Montgomery County council leaders told municipal representatives they are near final action on a Police Accountability Bill that will provide a designated municipal seat on the Police Advisory Board and the County's appellate body, the ACC.
"Per the recommendation of Council Member Katz, have made sure that a resident of a municipality serves on the Police Advisory Board in the Charter," Gabriel Gurnos said, describing the change as a way to recognize variations among municipal police departments.
Gurnos said the council's goal is to "vote this out by March 29" so the executive may recruit and submit names for council approval. The bill and implementation will, he said, require advertisement and recruitment work and is time-sensitive.
Council member Sydney Katz and others clarified budget numbers during the discussion.

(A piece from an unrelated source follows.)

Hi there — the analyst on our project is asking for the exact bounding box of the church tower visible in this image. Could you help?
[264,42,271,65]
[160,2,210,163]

Katz said the County Executive's recommendation increases police department spending by about 4.5 percent, but she attributed a roughly 10 percent figure to negotiated salary increases for the Fraternal Order of Police (FOP): "What he was referring to was the salary increase has negotiated forward... that's up about 10%, and that the, FOP only," Katz said.
Why it matters: Municipal police departments will be directly affected by the composition and charter of accountability bodies; compensation and department-budget changes affect staffing and operations. Municipal leaders said having a seat at the table is important for addressing local law-enforcement policy differences.
Next steps: Council leaders expect to move the Police Accountability Bill through committee and the full council on an accelerated timeline and asked municipalities to encourage qualified applicants to apply when recruitment opens.